![TimAstraZ](https://assets.delawarebusinesstimes.com/wp-content/uploads/2024/03/TimAstraZ.jpg)
When Dr. Tim Gardner returned from an American Heart Association session in Chicago in mid-November, he used a new app from Astra Zeneca to share the latest information with his colleagues at Christiana Care’s Center for Heart & Vascular Health.
Conference Notes, a free iPad app, helps medical personnel make the most of medical conferences. They can capture slides, bookmark presentations, even get information from sessions they can’t attend.
“The first thing that happens when I come back from a meeting is my colleagues will say, “˜What was new and important that you learned in the meeting? What was hot? What will change the way we practice medicine?’ “said Gardner, medical director for the heart and vascular center. “Having access to the slides and to the notes that I made at the time was really helpful.”
Conference Notes’ ability to provide information from all sessions where the app is set up means medical professionals don’t have to miss a thing-whether it’s a presentation in another meeting room or just a fast talker in the same room.
“We all have data overload,” Gardner said. “You got to a meeting like this and you get so much information in a rapid-fire fashion that it’s hard to digest everything as it’s being presented. So the app is very helpful.”
Before the conference, Notes users can view the entire schedule, plan their itineraries and short-list the sessions that interest them.
![PG26 AZ App pic](https://assets.delawarebusinesstimes.com/wp-content/uploads/2024/03/PG26-AZ-App-pic.jpg)
At the conference, they can follow the presentations live on their iPads, bookmark slides to review later, take notes alongside the slides and annotate or highlight areas on the slides.
After the conference, users can access information from other presentations in any rooms supported by Conference Notes.

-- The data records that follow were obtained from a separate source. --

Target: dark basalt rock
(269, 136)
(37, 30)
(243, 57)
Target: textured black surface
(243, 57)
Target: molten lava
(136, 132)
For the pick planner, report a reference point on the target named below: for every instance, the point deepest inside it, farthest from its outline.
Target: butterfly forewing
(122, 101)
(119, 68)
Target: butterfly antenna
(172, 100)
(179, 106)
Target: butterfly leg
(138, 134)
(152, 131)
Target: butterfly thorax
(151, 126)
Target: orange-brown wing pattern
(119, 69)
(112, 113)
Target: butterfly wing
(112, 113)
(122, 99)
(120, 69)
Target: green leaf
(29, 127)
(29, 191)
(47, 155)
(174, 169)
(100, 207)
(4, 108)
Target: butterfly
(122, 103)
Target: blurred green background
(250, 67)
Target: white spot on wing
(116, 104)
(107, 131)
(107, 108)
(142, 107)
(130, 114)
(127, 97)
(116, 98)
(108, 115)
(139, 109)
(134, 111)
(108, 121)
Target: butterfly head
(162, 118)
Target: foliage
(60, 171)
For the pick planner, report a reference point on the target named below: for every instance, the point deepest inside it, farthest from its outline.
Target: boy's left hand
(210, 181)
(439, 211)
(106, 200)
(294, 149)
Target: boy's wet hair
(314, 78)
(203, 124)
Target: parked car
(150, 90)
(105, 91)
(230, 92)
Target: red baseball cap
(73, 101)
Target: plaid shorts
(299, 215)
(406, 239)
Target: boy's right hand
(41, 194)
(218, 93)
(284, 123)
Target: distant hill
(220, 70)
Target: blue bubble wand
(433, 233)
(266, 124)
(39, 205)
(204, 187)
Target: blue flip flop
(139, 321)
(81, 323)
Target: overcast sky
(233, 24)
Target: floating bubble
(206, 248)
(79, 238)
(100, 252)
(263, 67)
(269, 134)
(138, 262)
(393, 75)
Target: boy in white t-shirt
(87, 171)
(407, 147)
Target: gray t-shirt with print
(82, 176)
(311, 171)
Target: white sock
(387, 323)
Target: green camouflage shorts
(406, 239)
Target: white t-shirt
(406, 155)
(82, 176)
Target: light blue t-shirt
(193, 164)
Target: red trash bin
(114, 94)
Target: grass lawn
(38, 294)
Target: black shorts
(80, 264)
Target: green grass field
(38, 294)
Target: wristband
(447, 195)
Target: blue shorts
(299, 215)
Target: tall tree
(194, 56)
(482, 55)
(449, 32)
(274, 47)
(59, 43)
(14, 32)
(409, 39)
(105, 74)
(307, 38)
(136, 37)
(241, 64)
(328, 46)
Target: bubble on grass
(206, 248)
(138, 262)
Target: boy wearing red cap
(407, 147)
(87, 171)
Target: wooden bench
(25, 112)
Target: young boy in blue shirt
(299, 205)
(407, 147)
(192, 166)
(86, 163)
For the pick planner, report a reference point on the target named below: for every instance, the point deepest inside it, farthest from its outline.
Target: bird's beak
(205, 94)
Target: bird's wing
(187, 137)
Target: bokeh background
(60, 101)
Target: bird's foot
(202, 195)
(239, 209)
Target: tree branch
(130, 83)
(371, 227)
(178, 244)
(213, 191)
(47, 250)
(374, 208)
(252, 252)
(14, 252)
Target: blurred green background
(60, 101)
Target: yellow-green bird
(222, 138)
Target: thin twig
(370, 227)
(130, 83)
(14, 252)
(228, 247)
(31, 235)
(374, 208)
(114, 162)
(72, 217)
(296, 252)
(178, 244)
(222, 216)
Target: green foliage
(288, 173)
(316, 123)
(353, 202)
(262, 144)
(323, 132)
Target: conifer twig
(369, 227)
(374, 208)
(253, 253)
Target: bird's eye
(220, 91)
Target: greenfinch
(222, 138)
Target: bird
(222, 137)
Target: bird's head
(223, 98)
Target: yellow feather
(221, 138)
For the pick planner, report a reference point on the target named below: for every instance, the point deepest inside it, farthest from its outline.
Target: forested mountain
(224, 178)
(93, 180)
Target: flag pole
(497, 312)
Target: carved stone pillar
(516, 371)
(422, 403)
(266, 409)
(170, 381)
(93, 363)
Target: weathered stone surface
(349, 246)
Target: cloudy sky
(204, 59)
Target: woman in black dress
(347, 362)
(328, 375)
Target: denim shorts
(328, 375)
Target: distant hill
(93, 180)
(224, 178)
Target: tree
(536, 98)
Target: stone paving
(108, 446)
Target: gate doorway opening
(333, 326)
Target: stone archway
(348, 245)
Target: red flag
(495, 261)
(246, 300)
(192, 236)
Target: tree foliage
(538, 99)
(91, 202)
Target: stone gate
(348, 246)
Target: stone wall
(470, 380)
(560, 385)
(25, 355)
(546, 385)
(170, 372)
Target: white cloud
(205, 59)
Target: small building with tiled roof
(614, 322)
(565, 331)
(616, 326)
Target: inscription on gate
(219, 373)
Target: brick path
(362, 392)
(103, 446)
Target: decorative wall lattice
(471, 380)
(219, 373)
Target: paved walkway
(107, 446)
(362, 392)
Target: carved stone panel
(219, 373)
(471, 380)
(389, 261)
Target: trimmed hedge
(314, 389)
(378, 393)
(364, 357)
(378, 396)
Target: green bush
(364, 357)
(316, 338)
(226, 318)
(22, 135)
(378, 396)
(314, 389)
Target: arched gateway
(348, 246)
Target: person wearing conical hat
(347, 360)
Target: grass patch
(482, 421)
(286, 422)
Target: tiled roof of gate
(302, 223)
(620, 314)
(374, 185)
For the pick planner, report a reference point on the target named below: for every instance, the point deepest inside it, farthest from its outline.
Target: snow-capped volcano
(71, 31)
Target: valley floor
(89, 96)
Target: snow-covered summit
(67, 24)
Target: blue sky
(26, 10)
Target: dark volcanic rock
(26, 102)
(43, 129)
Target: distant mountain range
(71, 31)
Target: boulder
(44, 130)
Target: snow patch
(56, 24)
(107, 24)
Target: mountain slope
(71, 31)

They can also download their own notes and sketches.
Gardner gave the app high marks for ease of use, and he especially liked the embedded bookmarks that allow uses to place electronic checks on information they know they’ll need.
AstraZeneca would not disclose the development cost for the free app, but said there are no current plans to offer advertising on it.
“We believe we have a tremendous opportunity to leverage our expertise across our core therapeutic areas to develop tools and resources that may help physicians and patients,” said Astra Zeneca spokesperson Alisha Martin.
Next up: Additional American Heart Association meetings and the San Antonio Breast Cancer Symposium this month.